From the National Coalition for Professional Education in Genetics annual meeting, Bethesda, MD.
In Fall 2010, primary care clinicians may get their first really accessible point-of-care clinical decision support tool to help with the diagnosis, treatment, and management of patients with genetic conditions. The tool, a Web site called GeneFacts, aims to provide busy clinicians with “concise, not complete” information about genetic conditions they are searching for in about 2 minutes, said Dr. Leigh LoPresti, a family medicine physician at the Medical College of Wisconsin, Milwaukee, who is working with the National Coalition for Health Professional Education in Genetics (NCHPEG) to create the Web site.
At the NCHPEG annual meeting, Dr. LoPresti presented a rough look at the open-access Web site, which currently houses five single-gene diseases “that we thought would be important in primary care,” including cystic fibrosis, neurofibromatosis-1, and hemochromatosis. GeneFacts will provide guidance on 30-35 diseases when it is launched, “but obviously it has to grow a whole lot from there,” Dr. LoPresti said.
Its content will be coauthored by a non-geneticist provider to ensure its accessibility and a geneticist to ensure its accuracy. In addition to single-gene diseases, GeneFacts will contain information on pharmacogenetics and genetic factors related to common diseases.

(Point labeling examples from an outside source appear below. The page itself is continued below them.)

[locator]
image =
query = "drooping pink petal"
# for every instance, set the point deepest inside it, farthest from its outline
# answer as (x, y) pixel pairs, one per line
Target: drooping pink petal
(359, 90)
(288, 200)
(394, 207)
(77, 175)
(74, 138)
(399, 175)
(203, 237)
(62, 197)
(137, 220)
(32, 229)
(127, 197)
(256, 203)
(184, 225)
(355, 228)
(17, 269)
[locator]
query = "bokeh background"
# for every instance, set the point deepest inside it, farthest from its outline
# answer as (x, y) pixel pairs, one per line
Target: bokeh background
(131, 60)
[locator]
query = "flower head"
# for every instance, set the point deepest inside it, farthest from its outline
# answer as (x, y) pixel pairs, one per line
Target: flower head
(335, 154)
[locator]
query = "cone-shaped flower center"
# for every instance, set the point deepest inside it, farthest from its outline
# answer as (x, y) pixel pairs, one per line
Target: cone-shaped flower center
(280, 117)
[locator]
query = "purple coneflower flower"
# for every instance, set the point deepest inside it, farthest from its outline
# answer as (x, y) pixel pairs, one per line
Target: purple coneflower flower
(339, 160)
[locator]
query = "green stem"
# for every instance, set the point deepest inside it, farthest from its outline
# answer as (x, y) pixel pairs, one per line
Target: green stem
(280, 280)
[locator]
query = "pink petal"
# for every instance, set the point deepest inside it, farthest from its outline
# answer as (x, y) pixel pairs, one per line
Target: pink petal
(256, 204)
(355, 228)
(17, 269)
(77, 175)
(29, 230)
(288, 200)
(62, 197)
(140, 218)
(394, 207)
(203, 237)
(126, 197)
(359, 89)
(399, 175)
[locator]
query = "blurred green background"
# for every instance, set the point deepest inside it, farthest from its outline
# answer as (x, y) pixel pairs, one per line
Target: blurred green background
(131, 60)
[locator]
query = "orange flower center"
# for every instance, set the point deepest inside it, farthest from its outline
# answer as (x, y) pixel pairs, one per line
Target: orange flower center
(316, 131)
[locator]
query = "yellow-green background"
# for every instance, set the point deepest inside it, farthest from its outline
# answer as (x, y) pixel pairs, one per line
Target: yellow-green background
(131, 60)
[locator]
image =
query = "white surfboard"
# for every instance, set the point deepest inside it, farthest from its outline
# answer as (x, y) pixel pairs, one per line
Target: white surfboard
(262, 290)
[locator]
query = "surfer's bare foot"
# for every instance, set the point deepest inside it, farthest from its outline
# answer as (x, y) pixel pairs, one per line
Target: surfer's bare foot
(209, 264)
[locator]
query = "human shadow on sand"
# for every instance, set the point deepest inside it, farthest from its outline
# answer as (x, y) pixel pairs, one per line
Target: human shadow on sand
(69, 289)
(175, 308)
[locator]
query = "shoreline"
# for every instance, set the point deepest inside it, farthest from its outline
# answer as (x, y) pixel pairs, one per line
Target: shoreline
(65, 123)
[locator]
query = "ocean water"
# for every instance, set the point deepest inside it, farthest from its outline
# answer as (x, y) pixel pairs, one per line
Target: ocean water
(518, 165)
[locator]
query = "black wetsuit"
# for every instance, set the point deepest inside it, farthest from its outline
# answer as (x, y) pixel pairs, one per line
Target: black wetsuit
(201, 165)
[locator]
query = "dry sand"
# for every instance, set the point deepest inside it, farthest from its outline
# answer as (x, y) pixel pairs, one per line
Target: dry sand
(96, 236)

Each entry will fill a standard template that houses “key points,” a navigation bar, a body map to show affected areas, and “access buttons” that show only sections that are relevant to a particular situation. The information will be presented in a layered format to click through for greater depth, featuring algorithms, tables for more complex data, an embedded glossary, and links to other resources.
In the meantime, health professionals (and consumers) can judge the value of the content of other medical reference Web sites, brochures, and booklets by using Trust It Or Trash It?, a Web site developed by the Genetic Alliance, NCHPEG, and five other partners. It is funded by the Centers for Disease Control and Prevention.